Les effets sur l’économie de cette hausse massive, mais pour le moment limitée à un seul secteur, sont incertains. Si une augmentation du salaire minimum accroît la motivation des salariés et abaisse l’absentéisme ou le turnover, certains économistes craignent des conséquences négatives sur l’emploi, prédisant des fermetures de restaurants ou des augmentations de prix. Cet effet déstabilisateur serait d’autant plus fort dans les villes des environs de New York, où un salaire de 15 dollars s’approche du salaire médian de l’ensemble des travailleurs. Et où les consommateurs sont plus sensibles aux prix.

Beaucoup de patrons de restaurants sont très critiques, comme Andrew Schnipper, fondateur de la chaîne de fast-foods branchés Schnipper's. Lui ne sera concerné qu'indirectement, car il possède moins de 30 restaurants. Mais s'il veut éviter que ses employés ne partent chez les concurrents, il reconnaît qu'il va devoir «augmenter les salaires». «Je paie 10 dollars de l'heure, ce qui est déjà mieux qu'ailleurs. Passer à 15, c'est une hausse astronomique ! On va devoir la répercuter sur les prix et réduire le nombre d'employés. Les clients feront leurs commandes sur des iPad. Finalement, cela va générer moins d'emplois, dit-il. Et puis, pourquoi avoir limité cette hausse à un seul secteur ? C'est déloyal !» Et lorsque l'on évoque la paupérisation des salariés de fast-foods à New York, il fait valoir les possibilités d'ascension. «Certains de mes employés ont commencé à 10 dollars de l'heure et gagnent maintenant 50 000 dollars par an.»

Et les employés de cinés?

«Cette mesure va dévaloriser le travail de ceux qui gagnent actuellement 15 dollars de l'heure, qui ont fait des études ou qui ont plusieurs années d'expérience», estime Michael Saltsman, chercheur à l'Employement Policies Institute. Ce groupe de réflexion financé par des restaurants s'est payé, l'automne dernier, une immense affiche à Times Square. On y voyait un jeune homme au look d'étudiant, walkman sur la tête et lunettes de soleil, déclarant : «Quoi ? Je peux gagner 30 000 dollars par an sans aucune expérience et aucun diplôme ?» Puis, en dessous : «Qui a besoin de faire des études ou de travailler dur quand le gouverneur Cuomo augmente le salaire minimum à 15 dollars de l'heure ?»

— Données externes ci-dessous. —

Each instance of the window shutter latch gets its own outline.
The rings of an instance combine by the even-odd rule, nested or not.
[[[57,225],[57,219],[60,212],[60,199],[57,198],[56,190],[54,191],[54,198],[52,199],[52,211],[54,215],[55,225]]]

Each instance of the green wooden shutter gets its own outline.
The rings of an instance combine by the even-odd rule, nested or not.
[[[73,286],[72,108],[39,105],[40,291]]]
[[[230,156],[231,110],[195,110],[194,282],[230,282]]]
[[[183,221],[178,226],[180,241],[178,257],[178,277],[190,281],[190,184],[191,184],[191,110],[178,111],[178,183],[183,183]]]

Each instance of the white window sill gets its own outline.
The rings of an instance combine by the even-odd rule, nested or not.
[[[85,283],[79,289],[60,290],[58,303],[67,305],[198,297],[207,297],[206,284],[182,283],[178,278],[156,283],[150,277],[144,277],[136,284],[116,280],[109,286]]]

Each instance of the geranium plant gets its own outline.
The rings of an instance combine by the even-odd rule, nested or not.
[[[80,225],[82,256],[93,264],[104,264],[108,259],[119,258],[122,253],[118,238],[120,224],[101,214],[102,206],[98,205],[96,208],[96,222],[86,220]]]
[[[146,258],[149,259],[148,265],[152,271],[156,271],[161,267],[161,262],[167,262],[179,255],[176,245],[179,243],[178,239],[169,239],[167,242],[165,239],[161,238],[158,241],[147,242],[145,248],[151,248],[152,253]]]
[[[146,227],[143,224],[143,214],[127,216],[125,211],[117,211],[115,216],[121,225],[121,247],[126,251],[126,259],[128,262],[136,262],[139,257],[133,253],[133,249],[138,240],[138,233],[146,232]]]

L’affiche a déclenché une polémique. Si les employés de fast-foods dans leur grande majorité sortent heureux de cette bataille, d’autres grincent des dents. En particulier les employés de drugstores, supermarchés, cinémas, épiceries ou magasins de vêtements de New York, qui continueront à toucher des salaires proches de 9 dollars par heure. Mais espèrent bénéficier d’un effet d’entraînement.